Two floors down, however, in a subterranean room with all the lights shut off, was something very different: a series of glass cases displaying 3D holograms of apparel that exists only in digital form.
These designs were the result of a collaboration between the designer's titular Weinsanto brand, Korean pop group Lightsum, and virtual fashion company BNV.
Dubbed the M3talove collection, the eight virtual looks were made in-house at BNV using digital 3D tailoring techniques. Each one reflects the personality of a different member of the K-pop band.
The outfits look like something that could be worn on stage, with little pops of glamor—a black feather trim here, or a beaded hem there. But unlike real stage outfits, they never need to be cleaned and will always maintain their texture. The way they were presented, on silvery doll-like avatars of the band members, tempted viewers with the impulse to play a game of dress-up.

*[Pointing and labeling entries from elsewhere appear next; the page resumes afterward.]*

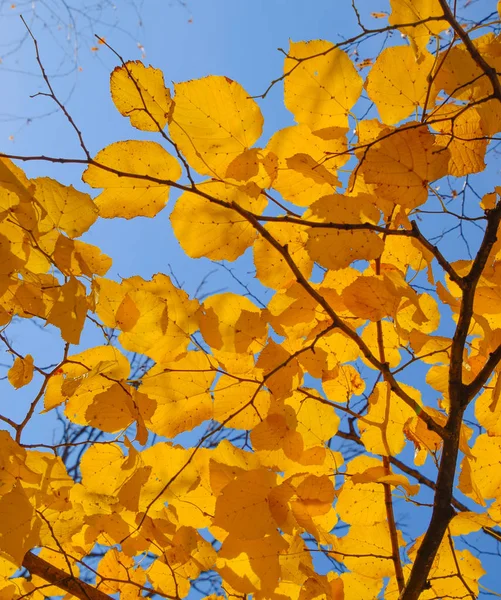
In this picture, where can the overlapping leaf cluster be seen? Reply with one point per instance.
(341, 254)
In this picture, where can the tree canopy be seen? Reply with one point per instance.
(367, 388)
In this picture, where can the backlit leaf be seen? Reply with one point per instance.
(136, 178)
(139, 93)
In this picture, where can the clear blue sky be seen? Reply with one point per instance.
(236, 38)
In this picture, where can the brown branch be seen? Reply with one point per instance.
(392, 526)
(483, 375)
(341, 325)
(489, 71)
(40, 567)
(442, 510)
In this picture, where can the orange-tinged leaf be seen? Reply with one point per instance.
(252, 566)
(271, 267)
(276, 432)
(485, 471)
(460, 76)
(403, 164)
(367, 549)
(342, 382)
(242, 508)
(139, 93)
(182, 393)
(213, 121)
(382, 430)
(320, 91)
(86, 373)
(19, 524)
(21, 372)
(70, 211)
(371, 297)
(239, 404)
(316, 422)
(136, 178)
(74, 257)
(399, 85)
(69, 311)
(414, 11)
(280, 368)
(233, 323)
(304, 174)
(204, 228)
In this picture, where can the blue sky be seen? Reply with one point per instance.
(236, 38)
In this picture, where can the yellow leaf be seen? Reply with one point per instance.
(412, 11)
(233, 323)
(320, 91)
(382, 430)
(136, 178)
(485, 471)
(182, 393)
(139, 93)
(271, 268)
(307, 162)
(69, 311)
(19, 524)
(242, 508)
(74, 257)
(86, 373)
(461, 133)
(399, 85)
(281, 370)
(337, 248)
(372, 297)
(213, 122)
(460, 76)
(342, 382)
(403, 164)
(204, 228)
(316, 422)
(241, 405)
(71, 211)
(21, 372)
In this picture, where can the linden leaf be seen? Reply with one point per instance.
(382, 431)
(21, 372)
(242, 508)
(74, 257)
(403, 164)
(316, 422)
(336, 248)
(239, 404)
(69, 210)
(303, 173)
(399, 85)
(418, 11)
(485, 472)
(205, 228)
(322, 84)
(361, 501)
(69, 311)
(371, 297)
(213, 122)
(136, 178)
(182, 393)
(85, 374)
(342, 382)
(272, 269)
(19, 524)
(232, 323)
(139, 93)
(461, 133)
(460, 76)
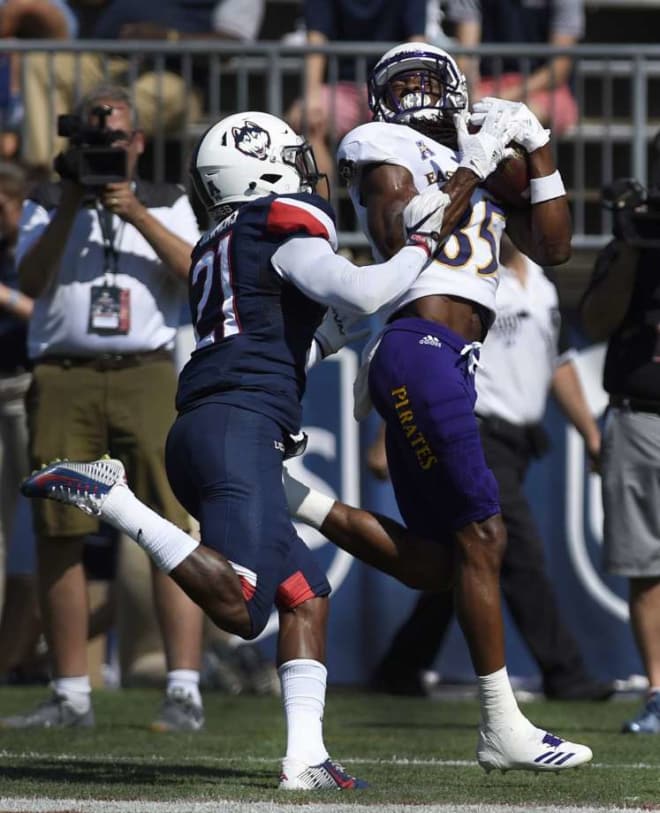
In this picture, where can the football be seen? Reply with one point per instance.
(510, 181)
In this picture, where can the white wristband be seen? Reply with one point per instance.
(546, 188)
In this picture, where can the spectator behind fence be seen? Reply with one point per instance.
(544, 85)
(15, 310)
(25, 19)
(518, 364)
(622, 306)
(106, 260)
(333, 105)
(163, 99)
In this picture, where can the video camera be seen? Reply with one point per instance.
(636, 210)
(91, 160)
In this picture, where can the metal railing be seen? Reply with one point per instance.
(616, 87)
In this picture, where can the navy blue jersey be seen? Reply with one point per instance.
(253, 328)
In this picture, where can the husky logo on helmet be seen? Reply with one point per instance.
(251, 139)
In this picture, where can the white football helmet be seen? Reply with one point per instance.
(249, 155)
(418, 108)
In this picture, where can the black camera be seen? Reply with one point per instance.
(635, 209)
(91, 160)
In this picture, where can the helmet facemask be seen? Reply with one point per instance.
(440, 91)
(247, 156)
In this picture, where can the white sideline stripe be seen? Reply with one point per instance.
(439, 763)
(34, 805)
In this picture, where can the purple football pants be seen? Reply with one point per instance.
(422, 386)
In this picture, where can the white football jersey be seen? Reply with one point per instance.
(467, 265)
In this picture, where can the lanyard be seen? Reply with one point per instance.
(111, 239)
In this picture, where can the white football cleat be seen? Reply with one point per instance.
(83, 485)
(527, 748)
(328, 775)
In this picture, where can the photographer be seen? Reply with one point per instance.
(105, 256)
(622, 305)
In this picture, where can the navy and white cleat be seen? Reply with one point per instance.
(328, 775)
(648, 719)
(83, 485)
(530, 749)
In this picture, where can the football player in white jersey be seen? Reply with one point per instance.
(421, 372)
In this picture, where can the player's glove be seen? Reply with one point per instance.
(422, 219)
(338, 329)
(531, 135)
(482, 151)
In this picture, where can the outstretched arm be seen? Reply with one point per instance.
(570, 396)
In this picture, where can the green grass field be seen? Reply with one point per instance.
(412, 751)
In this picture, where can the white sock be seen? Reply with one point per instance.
(77, 691)
(166, 544)
(305, 503)
(187, 680)
(303, 696)
(497, 701)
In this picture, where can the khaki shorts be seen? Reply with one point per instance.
(81, 413)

And fans can soon do just that when the designs are released as Ethereum NFTs sold on BNV’s website. But first, it was important to BNV founder and CEO Richard Hobbs to host a real-world event to connect a physical fashion experience to the rapidly-expanding digital world.
“Whatever happens in the metaverse, it’s got to have relevance to people’s real lives,” he said.
“It’s about experiences,” Hobbs said. “That’s what people want these days.”